Koch: Ich habe gerade bei der Schulterverletzung lange gebraucht, um darüber hinweg zu kommen. Diese ganzen Blessuren haben mich psychisch voll beschäftigt und sehr genervt. Es waren ja nie leichte Sachen wie eine Prellung, sondern immer nur größere, die viel Zeit kosteten und auch nichts mit der Vorgeschichte am Knie zu tun hatten.

Nach lediglich vier Bundesligapartien für den FSV wurden Sie im Januar 2015 an St. Pauli in die 2. Liga verliehen. War das vielleicht der Zeitpunkt, an dem Ihnen dämmerte, dass es für ganz oben wohl nicht mehr reichen wird?

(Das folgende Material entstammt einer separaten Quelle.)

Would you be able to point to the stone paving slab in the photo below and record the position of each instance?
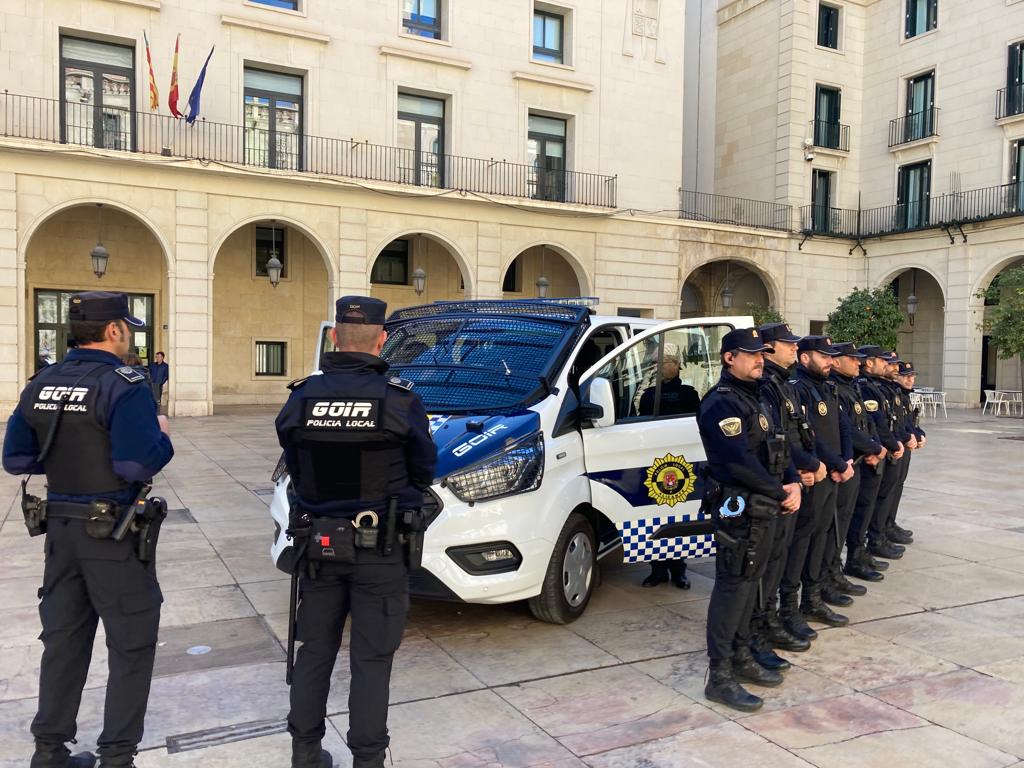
(930, 672)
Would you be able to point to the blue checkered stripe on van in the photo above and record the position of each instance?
(639, 547)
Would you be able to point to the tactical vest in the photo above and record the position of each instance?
(348, 446)
(79, 461)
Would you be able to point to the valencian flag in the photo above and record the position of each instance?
(172, 97)
(197, 91)
(154, 93)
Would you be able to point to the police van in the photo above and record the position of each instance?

Koch: Ja. Ich bin in diesem Jahr 25 geworden und dachte, wenn jetzt kein richtig guter Verein mehr kommt, dann wird es schon schwer. Mit Düsseldorf war das dann eigentlich fast der Fall, denn die Fortuna war ein sehr ambitionierter Zweitligist mit der Perspektive erste Bundesliga.

Koch: "Meine Leistungen waren nicht mehr BVB-kompatibel"

Mainz verkaufte Sie schließlich und der BVB pochte nicht auf seine Rückkaufoption.

Koch: Es bedurfte eines Auflösungsvertrags, damit Dortmund auf das Rückkaufrecht verzichtet. Meine Leistungen waren ja längst nicht mehr kompatibel für einen Verein wie den BVB. Daher war für beide Seiten klar, dass das nichts mehr wird. Da ist schon ein Traum für mich geplatzt, aber ich musste mich auch irgendwann von dieser Illusion lösen.

Bei der Fortuna waren Sie in der Hinrunde noch Vize-Kapitän und Stammspieler, in der Rückrunde kamen Sie deutlich weniger zum Einsatz und ein Halbjahr später trennten sich die Wege schon wieder. Wieso hat es in Düsseldorf nicht geklappt?

Koch: Wir sind im ersten Jahr sehr schlecht gestartet, so dass das Umfeld enorm unruhig und Trainer Frank Kramer schließlich entlassen wurde. Es kam Marco Kurz, der sehr viel verändert und mich zudem komplett rasiert hat. Bei ihm habe ich gar keine Rolle mehr gespielt und saß nur auf der Tribüne. Da kam ich mir so vor, als sei ich für vieles zum Sündenbock auserkoren worden. Nach 81 Tagen war Kurz wieder Geschichte und es kam Friedhelm Funkel. Er hat mich wieder integriert und ich kam auf meine Einsätze, im zweiten Jahr aber leider nicht mehr so, wie ich mir das erhofft habe.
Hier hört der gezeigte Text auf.